Words are yet to become reality – implementation and monitoring of the Accord
The question of whether the Accord is a model for other problems in global supply chains is not only related to the question of symbolic power. It is also related to the capacities needed to ensure satisfactory implementation (see critically Khan and Wichterich, 2015). The national and global unions responsible, as well as the labour NGOs involved, have limited resources. Handling several intense monitoring processes could be challenging. Another challenge is the capacity of these organisations to bring violations to court. The binding character of the Accord is ensured by its reference to the so-called New York Convention, and violations of the treaty can be taken to the appropriate national court. But this requires signifi­cant legal capacities, which are often not easily replicated. A similar problem emerges with the capacity of local trade unions in Bangladesh to use the guaranteed right to 50% labour representation in the workers´ health and safety com­mittees in factories covered by the Accord. The rights is used by the local unions but it will, due to their very limited resources, probably only be used in a few of the factories covered by the Accord. In many other factories, yellow unionism or pro-management committees is very likely (Khan and Wichterich, 2015).

Learning not replicating
The Accord is worth learning from: from the text, from the conditions that brought it into life and from the challenges of implementation. In this learning process, broader aspects of the international political economy should be taken into account. These include increased global competition through increased liberalisation of trade in garments and of investment regulations as well as the lack of le­gal regulations to hold capital accountable. Weak state-led factory controls can attract investment and enable capital to produce at cheaper prices.

Moreover, the practice of global outsourcing in the production of garments has created a network of legalised irresponsibility. It is difficult to take sourcing companies to court for violations of workers’ rights earlier along their supply chains. If laws were improved and precedents set, in the producing countries as well as in the brands’ home countries, this would also have a preventive effect. Only in an international culture of impunity does a treaty like the Accord becomes necessary.

[1] “Successful implementation of the Accord in Bangladesh will create a model for other parts of the world and other industrial sectors that are equally in need of attention but have not suffered the same headline-grabbing events as Bangladesh” (IndustriALL 2013a).

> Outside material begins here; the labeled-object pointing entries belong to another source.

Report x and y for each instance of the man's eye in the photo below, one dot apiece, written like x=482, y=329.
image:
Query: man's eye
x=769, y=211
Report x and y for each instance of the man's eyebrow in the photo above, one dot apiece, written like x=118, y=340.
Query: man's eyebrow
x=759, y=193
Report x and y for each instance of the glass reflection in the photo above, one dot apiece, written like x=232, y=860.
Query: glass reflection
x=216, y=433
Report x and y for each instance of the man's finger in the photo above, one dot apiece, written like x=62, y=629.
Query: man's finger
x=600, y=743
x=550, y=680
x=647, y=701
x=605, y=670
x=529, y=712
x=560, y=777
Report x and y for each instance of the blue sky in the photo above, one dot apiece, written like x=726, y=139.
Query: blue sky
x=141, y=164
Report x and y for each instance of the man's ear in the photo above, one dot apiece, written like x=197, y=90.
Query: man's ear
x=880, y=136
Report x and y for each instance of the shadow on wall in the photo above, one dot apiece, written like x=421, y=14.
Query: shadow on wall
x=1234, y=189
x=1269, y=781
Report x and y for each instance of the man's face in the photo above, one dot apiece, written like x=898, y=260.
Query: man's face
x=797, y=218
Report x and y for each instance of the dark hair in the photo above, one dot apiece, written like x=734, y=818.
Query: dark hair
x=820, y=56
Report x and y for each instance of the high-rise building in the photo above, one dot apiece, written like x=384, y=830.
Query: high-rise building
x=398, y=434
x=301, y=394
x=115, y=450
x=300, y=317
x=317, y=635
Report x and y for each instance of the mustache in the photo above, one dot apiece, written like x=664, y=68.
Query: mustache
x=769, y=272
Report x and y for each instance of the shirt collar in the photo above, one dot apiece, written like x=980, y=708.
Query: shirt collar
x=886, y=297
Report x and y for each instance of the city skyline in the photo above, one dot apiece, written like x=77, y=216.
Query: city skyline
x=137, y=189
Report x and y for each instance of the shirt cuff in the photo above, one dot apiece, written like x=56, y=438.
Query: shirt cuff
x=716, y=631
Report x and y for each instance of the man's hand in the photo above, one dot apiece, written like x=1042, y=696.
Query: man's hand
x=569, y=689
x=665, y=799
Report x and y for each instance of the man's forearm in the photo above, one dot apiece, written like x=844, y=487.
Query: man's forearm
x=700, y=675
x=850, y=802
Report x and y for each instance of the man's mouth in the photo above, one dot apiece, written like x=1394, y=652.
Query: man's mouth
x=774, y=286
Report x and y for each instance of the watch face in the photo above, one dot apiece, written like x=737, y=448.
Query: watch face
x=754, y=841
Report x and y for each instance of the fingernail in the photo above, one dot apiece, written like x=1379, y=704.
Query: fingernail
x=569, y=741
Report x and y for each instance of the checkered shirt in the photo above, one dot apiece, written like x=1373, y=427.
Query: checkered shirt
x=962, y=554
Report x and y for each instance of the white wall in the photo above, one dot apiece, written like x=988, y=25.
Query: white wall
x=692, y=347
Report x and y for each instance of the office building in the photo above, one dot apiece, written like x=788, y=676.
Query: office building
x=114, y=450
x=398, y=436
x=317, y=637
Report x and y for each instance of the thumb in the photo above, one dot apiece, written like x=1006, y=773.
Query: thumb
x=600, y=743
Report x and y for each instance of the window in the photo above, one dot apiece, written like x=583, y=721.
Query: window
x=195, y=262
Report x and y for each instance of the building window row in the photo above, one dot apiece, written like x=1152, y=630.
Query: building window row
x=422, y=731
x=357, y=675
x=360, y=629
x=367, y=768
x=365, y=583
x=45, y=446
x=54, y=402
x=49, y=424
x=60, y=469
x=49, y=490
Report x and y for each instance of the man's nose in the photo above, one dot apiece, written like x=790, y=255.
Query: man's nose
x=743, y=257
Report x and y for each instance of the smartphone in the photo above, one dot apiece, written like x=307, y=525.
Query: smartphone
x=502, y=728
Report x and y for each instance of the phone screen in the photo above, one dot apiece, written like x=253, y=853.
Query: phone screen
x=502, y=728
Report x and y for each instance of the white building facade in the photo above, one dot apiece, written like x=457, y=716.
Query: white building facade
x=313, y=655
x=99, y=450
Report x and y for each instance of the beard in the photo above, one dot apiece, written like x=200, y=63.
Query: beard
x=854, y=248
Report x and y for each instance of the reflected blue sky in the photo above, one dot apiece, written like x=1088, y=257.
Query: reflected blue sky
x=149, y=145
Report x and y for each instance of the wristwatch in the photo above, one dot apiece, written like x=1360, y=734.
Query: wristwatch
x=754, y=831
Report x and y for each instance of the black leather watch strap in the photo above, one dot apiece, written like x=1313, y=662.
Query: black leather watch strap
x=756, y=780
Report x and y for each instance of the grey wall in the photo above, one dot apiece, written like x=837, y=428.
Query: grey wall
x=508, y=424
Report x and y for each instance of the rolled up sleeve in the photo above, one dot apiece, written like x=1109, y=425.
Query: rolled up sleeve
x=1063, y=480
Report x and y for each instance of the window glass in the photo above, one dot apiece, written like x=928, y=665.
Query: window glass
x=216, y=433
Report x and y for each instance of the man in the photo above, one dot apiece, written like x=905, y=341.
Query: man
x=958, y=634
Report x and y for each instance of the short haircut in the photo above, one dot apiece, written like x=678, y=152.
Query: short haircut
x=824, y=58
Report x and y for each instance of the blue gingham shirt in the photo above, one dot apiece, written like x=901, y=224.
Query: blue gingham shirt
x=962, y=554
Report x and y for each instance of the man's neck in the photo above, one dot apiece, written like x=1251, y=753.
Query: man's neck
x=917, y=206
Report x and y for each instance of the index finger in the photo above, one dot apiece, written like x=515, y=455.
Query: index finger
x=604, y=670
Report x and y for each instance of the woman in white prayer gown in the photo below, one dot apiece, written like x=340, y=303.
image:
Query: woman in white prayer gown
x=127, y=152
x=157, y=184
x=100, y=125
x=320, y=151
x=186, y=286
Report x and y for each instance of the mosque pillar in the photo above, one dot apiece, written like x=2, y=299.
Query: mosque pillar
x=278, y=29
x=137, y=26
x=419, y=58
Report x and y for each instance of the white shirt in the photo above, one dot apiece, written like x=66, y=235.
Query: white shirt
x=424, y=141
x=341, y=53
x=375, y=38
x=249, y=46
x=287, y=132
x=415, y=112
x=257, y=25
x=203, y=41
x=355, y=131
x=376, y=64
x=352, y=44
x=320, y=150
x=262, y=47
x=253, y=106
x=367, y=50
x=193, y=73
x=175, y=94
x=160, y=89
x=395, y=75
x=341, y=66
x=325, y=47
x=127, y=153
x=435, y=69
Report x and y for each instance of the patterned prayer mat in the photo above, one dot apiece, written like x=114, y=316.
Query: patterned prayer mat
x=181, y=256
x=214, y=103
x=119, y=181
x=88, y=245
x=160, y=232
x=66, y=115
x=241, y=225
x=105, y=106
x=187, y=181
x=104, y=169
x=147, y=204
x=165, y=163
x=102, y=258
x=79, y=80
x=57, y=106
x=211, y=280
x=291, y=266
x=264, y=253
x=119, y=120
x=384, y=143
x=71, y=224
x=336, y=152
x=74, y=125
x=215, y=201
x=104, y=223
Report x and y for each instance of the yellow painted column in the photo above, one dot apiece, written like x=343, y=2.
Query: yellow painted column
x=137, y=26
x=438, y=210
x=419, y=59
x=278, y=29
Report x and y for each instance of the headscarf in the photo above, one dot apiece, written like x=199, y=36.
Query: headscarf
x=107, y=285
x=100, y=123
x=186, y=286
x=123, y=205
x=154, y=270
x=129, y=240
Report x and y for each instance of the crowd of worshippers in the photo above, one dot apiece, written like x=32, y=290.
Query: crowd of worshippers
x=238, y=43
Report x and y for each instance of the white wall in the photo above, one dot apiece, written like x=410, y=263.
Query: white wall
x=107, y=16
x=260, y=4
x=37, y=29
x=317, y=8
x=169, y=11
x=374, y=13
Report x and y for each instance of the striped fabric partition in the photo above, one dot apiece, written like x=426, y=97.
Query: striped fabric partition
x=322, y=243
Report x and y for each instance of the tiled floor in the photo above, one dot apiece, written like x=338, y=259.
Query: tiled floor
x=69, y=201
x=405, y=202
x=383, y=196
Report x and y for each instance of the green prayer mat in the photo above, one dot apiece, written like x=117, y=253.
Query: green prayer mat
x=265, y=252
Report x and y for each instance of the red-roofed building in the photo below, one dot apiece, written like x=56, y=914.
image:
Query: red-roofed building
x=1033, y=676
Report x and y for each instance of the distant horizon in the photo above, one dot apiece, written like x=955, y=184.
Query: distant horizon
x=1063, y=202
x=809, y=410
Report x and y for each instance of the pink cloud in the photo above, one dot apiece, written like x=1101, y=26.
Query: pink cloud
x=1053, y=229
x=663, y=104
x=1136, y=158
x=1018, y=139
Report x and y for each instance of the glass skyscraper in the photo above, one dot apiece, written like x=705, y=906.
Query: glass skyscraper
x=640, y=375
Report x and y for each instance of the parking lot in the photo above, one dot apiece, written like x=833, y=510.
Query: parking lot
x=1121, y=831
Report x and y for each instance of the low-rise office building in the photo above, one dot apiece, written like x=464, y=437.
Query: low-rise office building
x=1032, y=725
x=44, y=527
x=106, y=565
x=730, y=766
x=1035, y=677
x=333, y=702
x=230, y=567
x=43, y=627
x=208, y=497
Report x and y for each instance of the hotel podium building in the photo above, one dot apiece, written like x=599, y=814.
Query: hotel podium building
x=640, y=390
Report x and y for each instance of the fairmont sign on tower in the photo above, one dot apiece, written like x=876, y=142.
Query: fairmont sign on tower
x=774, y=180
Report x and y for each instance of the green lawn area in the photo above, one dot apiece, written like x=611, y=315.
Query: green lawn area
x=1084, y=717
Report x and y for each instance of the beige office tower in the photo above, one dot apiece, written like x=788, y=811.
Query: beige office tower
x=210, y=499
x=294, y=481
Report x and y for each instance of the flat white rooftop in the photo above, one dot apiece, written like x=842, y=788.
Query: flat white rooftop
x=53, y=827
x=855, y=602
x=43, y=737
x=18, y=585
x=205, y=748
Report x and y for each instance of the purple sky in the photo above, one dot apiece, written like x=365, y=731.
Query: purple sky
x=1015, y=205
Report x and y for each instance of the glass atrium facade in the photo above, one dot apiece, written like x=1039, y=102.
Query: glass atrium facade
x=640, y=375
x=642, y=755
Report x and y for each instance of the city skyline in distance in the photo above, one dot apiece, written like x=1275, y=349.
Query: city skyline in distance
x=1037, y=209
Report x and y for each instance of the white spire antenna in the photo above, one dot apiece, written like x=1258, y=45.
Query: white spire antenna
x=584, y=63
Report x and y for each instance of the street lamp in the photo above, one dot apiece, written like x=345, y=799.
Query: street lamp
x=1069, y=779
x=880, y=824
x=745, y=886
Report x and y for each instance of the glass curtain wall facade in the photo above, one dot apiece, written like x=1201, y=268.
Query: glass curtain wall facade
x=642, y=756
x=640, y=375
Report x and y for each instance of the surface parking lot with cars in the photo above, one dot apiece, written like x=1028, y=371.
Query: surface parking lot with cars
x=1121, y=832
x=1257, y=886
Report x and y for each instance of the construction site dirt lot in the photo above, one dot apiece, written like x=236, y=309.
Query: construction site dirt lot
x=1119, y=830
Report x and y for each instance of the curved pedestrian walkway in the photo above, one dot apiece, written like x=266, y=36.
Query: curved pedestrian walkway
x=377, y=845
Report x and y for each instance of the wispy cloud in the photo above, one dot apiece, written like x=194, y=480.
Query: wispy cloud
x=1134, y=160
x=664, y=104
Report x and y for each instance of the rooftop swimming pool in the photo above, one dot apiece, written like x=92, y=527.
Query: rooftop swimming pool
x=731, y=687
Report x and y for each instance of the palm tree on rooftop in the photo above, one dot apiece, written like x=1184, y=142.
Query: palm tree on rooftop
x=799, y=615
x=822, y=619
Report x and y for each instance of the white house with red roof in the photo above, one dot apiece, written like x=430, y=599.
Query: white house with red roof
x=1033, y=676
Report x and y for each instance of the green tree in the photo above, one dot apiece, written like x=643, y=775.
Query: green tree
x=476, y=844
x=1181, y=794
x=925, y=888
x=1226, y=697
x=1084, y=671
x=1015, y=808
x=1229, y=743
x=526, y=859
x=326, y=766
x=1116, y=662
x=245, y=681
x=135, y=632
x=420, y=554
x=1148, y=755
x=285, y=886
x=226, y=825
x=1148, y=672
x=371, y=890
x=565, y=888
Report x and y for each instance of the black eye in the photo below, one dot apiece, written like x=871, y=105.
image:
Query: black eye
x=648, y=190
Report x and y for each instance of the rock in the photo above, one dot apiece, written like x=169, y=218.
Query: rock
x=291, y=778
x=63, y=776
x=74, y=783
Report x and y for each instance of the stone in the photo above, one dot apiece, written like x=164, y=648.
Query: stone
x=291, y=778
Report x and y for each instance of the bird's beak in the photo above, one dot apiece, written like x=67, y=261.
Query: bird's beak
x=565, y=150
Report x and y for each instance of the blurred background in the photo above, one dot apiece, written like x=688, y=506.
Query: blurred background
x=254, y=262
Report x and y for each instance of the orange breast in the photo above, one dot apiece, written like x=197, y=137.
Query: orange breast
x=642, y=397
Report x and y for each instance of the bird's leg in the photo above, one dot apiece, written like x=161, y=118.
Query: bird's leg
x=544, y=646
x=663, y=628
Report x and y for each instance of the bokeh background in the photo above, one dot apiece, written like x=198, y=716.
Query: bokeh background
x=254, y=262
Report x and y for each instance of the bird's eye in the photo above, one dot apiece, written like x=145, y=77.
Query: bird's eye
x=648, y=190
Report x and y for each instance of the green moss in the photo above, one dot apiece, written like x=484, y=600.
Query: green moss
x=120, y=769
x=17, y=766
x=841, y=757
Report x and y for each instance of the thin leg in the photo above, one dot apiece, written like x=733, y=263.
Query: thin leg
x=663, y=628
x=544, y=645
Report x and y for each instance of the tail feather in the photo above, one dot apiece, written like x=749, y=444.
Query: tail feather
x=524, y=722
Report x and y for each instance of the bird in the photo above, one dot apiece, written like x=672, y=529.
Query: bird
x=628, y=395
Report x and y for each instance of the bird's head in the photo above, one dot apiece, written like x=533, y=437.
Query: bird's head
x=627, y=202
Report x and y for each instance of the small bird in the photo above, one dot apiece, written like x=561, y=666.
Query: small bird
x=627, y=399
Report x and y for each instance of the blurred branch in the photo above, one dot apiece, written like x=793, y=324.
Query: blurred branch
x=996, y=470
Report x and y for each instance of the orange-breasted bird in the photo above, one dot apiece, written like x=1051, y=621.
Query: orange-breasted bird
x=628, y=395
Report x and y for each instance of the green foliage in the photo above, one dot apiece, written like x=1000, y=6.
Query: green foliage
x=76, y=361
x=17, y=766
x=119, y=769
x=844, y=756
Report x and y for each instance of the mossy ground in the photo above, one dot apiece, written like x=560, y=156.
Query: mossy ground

[2] In a discussion on trade union renewal, Wright (2000: 962) identifies two main sources of workers’ power: associational power and structural power. The structural power of workers is a result of their position in the economic system. Associational power results from the organisation of workers in organisations such as trade unions, works councils or community organisations.

[3] Symbolic power can be seen as one form of associational power, taking its strengths from a normative argument on what is right or wrong. It can be used to compensate weak structural power of workers and unions. If symbolic power is applied, unions do not only orientate on the workplace itself, but intervene in public domains. Trade unions often use this power resource in coalitions with other civil society organisations (McGuire 2013: 31; Webster et al. 2008: 12).

[4] The predecessor of the Accord was rejected by the companies, despite intense campaigning. See for the history Clean Clothes/ Maquila Solidarity Network 2013.

Frauke Banse was the Urgent Appeals Coordinator of the Clean Clothes Campaign (CCC) in Germany, and responsible for public campaigning around the Accord in Germany. This article reflects only her personal view and is not an official position of the CCC.